There are a number of things that do translate from Europe to the U.S. in terms of leases, but there are a number of other things that don’t. Real estate tax in the U.S. is much lower than in the U.K., which can affect ultimately the retailer’s decision process. There’s definitely a difference in terms of taxes and the way that the lease structures are in the U.K. in that the leases are secured inside what’s called the Landlord and Tenant Act. In the U.S. at the end of the term, unless an extension was agreed to at the outset, the landlord really holds the power as to whether that tenant can stay or not. Which differs slightly from in the U.K., where there is something called Security of Tenure for retailers when taking spaces. And understanding the intricacies of deposits, key factors such as Good Guy Guarantees and the ways that property is valued.

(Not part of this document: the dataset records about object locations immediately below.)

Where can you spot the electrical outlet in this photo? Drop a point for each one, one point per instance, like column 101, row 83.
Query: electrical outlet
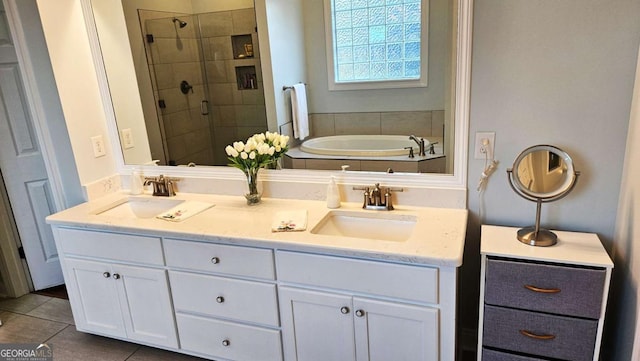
column 485, row 142
column 127, row 138
column 98, row 146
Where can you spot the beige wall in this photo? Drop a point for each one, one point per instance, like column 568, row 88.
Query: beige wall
column 625, row 323
column 75, row 73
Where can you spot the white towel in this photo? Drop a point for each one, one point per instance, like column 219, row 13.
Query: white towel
column 184, row 210
column 286, row 221
column 299, row 111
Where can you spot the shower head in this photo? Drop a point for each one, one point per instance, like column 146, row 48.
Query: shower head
column 180, row 22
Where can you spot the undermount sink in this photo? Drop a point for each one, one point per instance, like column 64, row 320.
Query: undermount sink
column 369, row 225
column 138, row 207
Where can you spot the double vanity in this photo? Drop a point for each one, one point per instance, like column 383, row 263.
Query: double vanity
column 222, row 285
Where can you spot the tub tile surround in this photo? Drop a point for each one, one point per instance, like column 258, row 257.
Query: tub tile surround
column 428, row 123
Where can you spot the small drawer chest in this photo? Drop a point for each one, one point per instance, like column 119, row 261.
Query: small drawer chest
column 541, row 303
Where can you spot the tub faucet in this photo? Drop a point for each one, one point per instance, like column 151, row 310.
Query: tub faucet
column 420, row 143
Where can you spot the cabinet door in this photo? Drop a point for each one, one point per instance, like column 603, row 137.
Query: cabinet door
column 390, row 331
column 316, row 326
column 93, row 294
column 146, row 305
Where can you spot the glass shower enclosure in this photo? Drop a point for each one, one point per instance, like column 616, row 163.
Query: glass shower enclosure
column 207, row 82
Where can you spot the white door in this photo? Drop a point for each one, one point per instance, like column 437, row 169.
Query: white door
column 94, row 295
column 146, row 304
column 24, row 170
column 390, row 331
column 316, row 325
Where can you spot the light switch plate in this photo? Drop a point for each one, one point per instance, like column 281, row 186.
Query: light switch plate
column 98, row 146
column 127, row 138
column 483, row 151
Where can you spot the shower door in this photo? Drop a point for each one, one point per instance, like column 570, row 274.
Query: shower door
column 174, row 57
column 207, row 82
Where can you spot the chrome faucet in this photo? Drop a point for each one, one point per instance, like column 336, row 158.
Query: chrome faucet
column 162, row 186
column 420, row 142
column 377, row 198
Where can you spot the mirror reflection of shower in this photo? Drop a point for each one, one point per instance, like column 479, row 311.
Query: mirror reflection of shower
column 206, row 85
column 181, row 23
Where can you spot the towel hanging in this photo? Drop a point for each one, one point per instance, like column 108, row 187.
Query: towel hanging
column 299, row 112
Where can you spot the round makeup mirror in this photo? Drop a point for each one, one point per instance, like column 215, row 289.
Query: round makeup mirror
column 542, row 173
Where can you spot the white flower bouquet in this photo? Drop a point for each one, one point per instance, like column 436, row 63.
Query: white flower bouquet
column 259, row 151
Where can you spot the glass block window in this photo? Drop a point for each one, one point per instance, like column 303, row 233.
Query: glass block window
column 376, row 42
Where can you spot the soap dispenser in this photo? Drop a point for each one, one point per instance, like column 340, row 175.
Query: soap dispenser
column 136, row 181
column 333, row 195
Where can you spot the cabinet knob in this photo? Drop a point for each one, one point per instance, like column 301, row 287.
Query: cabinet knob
column 542, row 290
column 537, row 336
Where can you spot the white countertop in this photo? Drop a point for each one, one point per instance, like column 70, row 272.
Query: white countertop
column 438, row 237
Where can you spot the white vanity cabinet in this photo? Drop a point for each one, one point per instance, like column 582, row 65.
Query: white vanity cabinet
column 117, row 285
column 542, row 302
column 207, row 288
column 225, row 300
column 348, row 309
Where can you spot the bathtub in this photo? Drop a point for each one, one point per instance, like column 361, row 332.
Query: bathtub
column 361, row 145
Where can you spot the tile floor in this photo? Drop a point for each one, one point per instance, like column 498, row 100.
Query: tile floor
column 35, row 318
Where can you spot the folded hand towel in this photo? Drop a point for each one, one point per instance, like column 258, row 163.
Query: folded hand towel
column 299, row 111
column 184, row 210
column 284, row 221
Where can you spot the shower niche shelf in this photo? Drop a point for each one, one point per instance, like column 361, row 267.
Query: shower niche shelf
column 242, row 46
column 246, row 77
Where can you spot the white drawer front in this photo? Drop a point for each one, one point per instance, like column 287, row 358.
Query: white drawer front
column 228, row 340
column 121, row 247
column 209, row 257
column 378, row 278
column 227, row 298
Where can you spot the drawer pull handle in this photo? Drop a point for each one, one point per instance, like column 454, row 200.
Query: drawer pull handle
column 542, row 290
column 537, row 337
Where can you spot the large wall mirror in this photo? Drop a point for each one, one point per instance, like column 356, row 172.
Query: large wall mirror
column 186, row 78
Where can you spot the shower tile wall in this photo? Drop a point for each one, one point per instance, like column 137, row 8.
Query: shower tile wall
column 209, row 66
column 175, row 56
column 236, row 113
column 420, row 123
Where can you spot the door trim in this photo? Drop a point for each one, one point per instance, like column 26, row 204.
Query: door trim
column 35, row 104
column 11, row 267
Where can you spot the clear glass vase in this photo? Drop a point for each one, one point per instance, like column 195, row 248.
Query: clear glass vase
column 254, row 194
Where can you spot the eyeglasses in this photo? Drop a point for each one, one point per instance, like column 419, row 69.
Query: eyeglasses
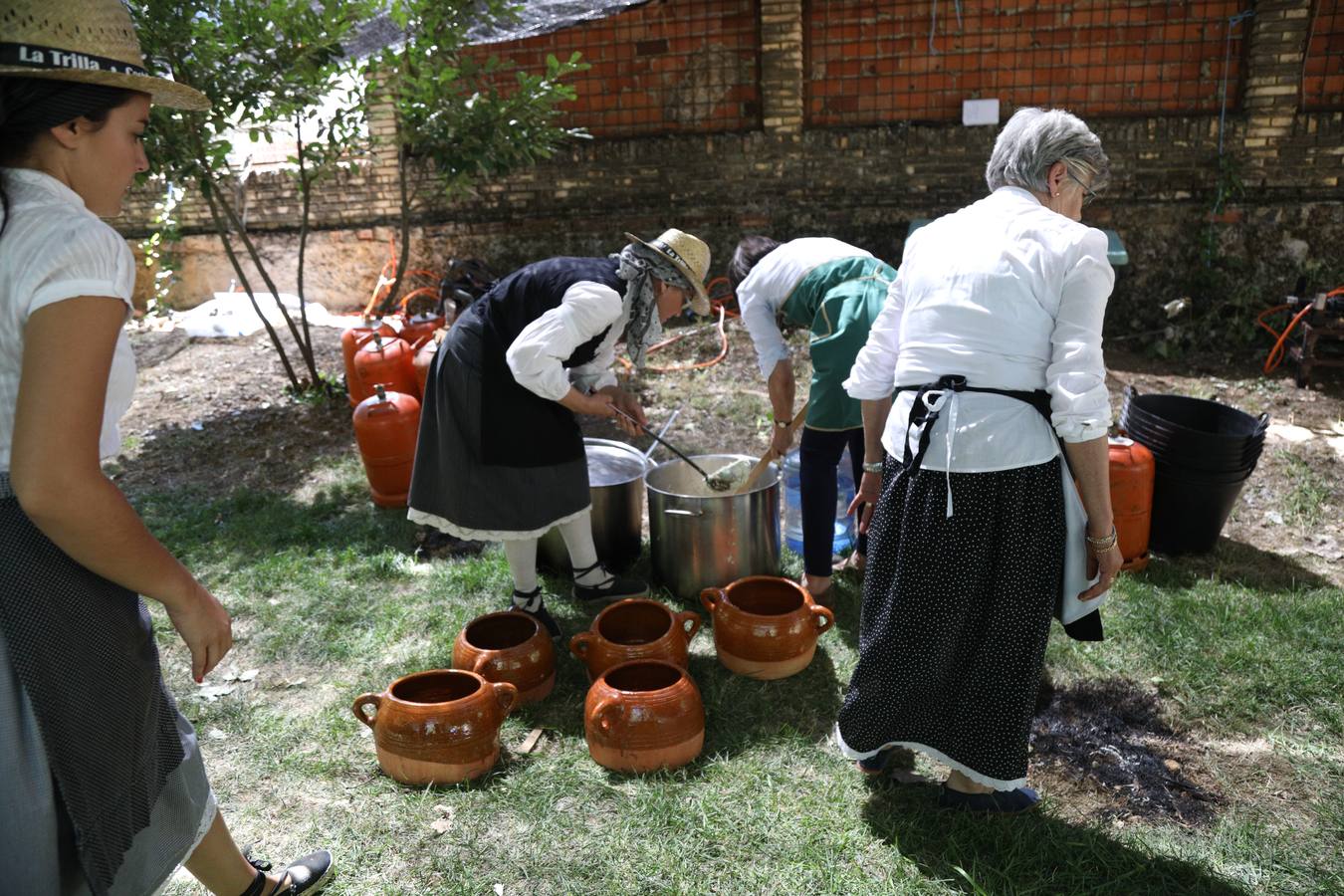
column 1089, row 193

It’s valued differently in the U.S.—it’s valued on an overall square footage, compared to in the U.K., where retail property is valued using a zoning method approach.

For most of the clients, is New York the destination or is it an entry point for expanding to other parts of the country?
It seems to work both ways. London and New York seem to be very good entry points into both Europe and the U.S. You’ll see the majority of the U.S. brands that will go and open their first store in London and then have their rollout across the rest of Europe. Similarly European brands coming over who want presence in the States really look to open in New York first.

Any up and coming retail area in the city that you see emerging soon?
The Flatiron [district] has really become one of the hottest talking points in the city, which European brands don’t necessarily see as their first store when coming. Usually they would be looking at areas like Madison, Meatpacking, the West Village or Soho ,when actually for some of our existing clients the Flatiron is performing some of the best out of the whole city. Rents are in the process of catching up, but that probably is one of the best areas in terms of emerging retail.

Do you anticipate growing and bringing more consultants on board?
Yeah, we’ll organically grow with the speed of the clients coming over. At the moment we feel we give personal enough service. When we feel we’re not giving the level of service that each and every clients needs, we’ll organically bring on new brokers. There’s the possibility of an L.A. office in the future, as well as a big push for CWM globally. We’ve had demand for Hong Kong, to come to China and those markets, and the plan is in place to open that in 2014.